В тот день Мари навещала свою заболевшую подругу на другом конце города. И с утренней репетиции отпросилась. Пришла поздновато, за час до начала спектакля и с извинениями помчалась к директору. Тот отругал для приличия, но наказывать не стал. Велел готовиться. По дороге в свою гримёрную, проходя мимо сцены, она на миг остановилась, услыхав крики Жерома и Лео. Звуки громко неслись из его каморки, но слов было не разобрать. Мари растерялась. Зная обоих, как людей очень добрых и мирных, она и помыслить не могла о ссоре между ними. Так что же это было? Поднявшись к себе, переодевшись к сцене, она увидала в окно, как Жером вышел во внутренний дворик театра и настроение его было отменным. В желании всё узнать, она решила спросить его прямо. И поскольку хотела пить, захватила с собой стакан с компотом со стола. Правда, попробовать его ей так и не удалось из-за её же доброты. Увидев в её руках компот, Жером тут же опустошил его почти полностью. Потом извинился за жажду, объяснив её тем, что он в диком восторге и в гордости за свои успехи. Сегодня он был приглашён на главную роль в домашнем спектакле одним из знатных чиновников города. И ему даже удалось пристроить на небольшую роль туда же и её, Мари. А так же на одну громкую реплику родственника директора, Лео, ведь надо помогать бедному парню. Тут Мари сообразила, что крик между ними был репетицией той самой реплики. И повеселела. Только хотела допить компот, как тут на крыльцо вылетает Моник вся в слезах. Конечно же Мари первым делом дала ей свой носовой платок и остатки компота… А тут уже и к началу первого акта позвали.

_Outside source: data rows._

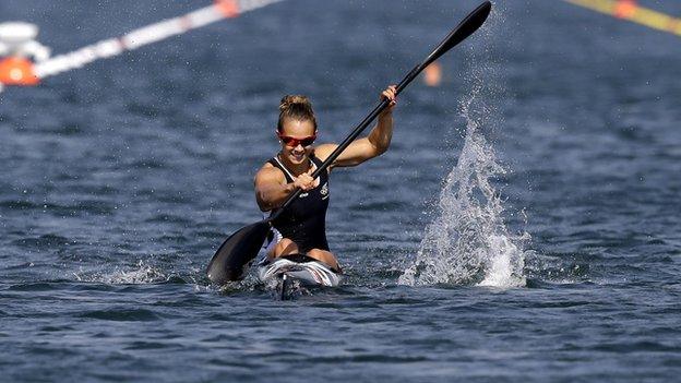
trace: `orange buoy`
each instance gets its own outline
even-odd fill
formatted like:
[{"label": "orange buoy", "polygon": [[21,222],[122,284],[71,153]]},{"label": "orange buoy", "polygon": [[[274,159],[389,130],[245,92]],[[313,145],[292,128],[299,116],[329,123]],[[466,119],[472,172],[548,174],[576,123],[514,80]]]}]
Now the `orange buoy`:
[{"label": "orange buoy", "polygon": [[426,71],[423,72],[423,82],[428,86],[440,86],[440,83],[442,82],[442,68],[440,67],[440,63],[433,62],[426,67]]},{"label": "orange buoy", "polygon": [[33,62],[23,57],[8,57],[0,60],[0,83],[5,85],[37,85],[40,80],[33,71]]},{"label": "orange buoy", "polygon": [[636,13],[638,5],[636,5],[635,0],[619,0],[617,4],[614,4],[613,14],[619,19],[629,19]]}]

Закончив свой рассказ, Мари извинилась перед Мишелем, что ничего особенного в тот день не заметила. Очень жаль, что она не может ему помочь…
А инспектор, схватившись за голову и наскоро чмокнув Мари, молнией полетел в театр. Наконец-то всё сошлось! Ещё с прошлых допросов он знал, как в тот день директором сторожу был дан указ срочно вытравить всех крыс, потому как накануне были поедены декорации. И как сторож приходил к Лео выклянчивать для этого сладкий компот, который применялся на сцене вместо вина. Ведь в свое время крысы были замечены в его заметном употреблении. Дальше сторож помнил, как пошёл по гримёрным, разливая эту отраву по углам. А потом он устал, так как по ходу перебрал лишку, найдя в одной из комнат целую бутыль красного вина… и тогда пошёл спать. Очевидно…
Гасс влетел в гримёрную Мари. На столе так и оставался стоять никем не убранный пустой стакан. И на его внутренней стенке еле виднелась тонкая дорожка белого осадка. Есть!!! Торжествующее биение радости вмиг охватило уставшую колебаться душу инспектора. Он ощутил огромный прилив сил триумфа.
Вот, оно! Вот доказательство её невиновности! - возликовал Гасс.